Not only Chancellor Angela Merkel, but also most Germans are opposed to introducing euro bonds, an idea that has been proposed by European Commission and widely called for by investors, latest poll showed Friday.
A poll released by the German public televised ZDF showed that 79 percent of respondents objected to the euro bond, while only 15 percent were in favor of it.
On Thursday, Merkel burst market's illusion that she will soften her stance on the bond after attending a mini-summit with French President Nicolas Sarkozy and Italian Prime Minister Mario Monti. The chancellor said "nothing has changed compared to what I said earlier", and talking about such bonds is "unnecessary."
Hours before the European Commission outlined three main options for the so-called "stability bonds" on Wednesday, Merkel warned that the proposal from Brussels was "extremely worrying and inappropriate."

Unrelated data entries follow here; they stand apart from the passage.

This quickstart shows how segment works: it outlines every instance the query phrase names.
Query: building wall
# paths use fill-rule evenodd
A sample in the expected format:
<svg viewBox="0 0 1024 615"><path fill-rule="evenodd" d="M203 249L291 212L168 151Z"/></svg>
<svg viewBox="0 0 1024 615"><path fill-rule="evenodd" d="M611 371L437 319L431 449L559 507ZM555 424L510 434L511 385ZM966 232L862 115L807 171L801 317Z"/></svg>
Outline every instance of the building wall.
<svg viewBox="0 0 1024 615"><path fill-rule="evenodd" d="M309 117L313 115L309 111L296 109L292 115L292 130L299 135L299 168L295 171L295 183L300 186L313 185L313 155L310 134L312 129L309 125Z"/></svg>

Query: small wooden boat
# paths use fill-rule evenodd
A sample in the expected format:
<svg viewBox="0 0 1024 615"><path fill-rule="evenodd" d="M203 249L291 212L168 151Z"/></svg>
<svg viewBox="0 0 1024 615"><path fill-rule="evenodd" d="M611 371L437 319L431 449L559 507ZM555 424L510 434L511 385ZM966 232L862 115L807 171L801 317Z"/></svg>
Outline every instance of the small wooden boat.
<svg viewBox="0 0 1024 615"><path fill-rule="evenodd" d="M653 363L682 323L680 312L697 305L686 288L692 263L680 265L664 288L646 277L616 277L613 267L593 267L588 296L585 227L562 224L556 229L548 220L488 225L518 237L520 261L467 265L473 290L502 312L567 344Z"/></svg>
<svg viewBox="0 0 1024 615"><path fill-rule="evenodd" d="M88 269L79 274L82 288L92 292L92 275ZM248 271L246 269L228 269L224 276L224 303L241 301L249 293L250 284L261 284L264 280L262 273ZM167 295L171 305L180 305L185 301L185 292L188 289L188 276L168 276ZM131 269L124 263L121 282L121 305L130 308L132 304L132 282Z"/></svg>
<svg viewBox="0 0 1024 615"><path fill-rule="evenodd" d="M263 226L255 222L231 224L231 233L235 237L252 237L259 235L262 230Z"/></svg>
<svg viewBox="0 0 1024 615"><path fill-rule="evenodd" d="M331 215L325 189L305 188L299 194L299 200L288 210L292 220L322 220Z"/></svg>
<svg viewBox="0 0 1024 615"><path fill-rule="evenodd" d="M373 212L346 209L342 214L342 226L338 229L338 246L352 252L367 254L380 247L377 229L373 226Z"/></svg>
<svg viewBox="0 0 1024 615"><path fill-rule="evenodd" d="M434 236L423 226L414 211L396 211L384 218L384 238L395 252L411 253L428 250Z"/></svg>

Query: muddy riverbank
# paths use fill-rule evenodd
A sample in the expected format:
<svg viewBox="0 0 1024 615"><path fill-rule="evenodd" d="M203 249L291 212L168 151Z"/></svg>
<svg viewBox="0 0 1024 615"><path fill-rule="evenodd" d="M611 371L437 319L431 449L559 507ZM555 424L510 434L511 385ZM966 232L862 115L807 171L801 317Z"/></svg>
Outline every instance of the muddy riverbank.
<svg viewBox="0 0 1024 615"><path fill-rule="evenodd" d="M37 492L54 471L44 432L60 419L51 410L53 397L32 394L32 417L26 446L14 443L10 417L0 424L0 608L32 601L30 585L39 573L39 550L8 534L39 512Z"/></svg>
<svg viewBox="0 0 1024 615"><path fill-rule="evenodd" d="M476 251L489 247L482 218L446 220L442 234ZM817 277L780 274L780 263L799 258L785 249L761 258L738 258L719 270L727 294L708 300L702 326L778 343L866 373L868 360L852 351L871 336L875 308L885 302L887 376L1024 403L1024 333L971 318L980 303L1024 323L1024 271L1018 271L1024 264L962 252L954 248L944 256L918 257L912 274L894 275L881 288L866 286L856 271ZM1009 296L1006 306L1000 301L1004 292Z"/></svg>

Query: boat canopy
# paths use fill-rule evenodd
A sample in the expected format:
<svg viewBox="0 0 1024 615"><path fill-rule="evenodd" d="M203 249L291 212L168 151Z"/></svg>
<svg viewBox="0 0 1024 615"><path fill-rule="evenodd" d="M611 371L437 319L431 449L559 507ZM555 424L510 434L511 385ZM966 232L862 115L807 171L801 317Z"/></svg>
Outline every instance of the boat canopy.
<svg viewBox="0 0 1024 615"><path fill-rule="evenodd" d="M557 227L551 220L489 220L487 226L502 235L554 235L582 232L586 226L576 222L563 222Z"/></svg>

The German government has long resist the euro bond, an instrument that market believed could quickly ease the turmoil with relatively low risk. German officials insisted that issuance of euro bonds would disengage indebted countries to fix their fiscal problems and start structural reform.
Some analysts said that Germany, Europe's strongest economy, also fears that once releasing euro bonds, the country would immediately lose its hard-earned low borrowing costs and its financial reputation would be dragged down by other overspending nations.
The ZDF poll showed that Merkel's hard-line position has drawn applause at home -- 63 percent of Germans thought Merkel is doing a good job in dealing with the debt crisis, a strong surge compared with only 45 percent in early October.
The proportion of those believing the chancellor has done a bad job dropped from 46 percent one month ago to just 29 percent, the poll added.
The interviews were conducted by telephone from Nov. 22 to 24 with 1,276 randomly selected registered German voters, with a margin of error of plus or minus three points.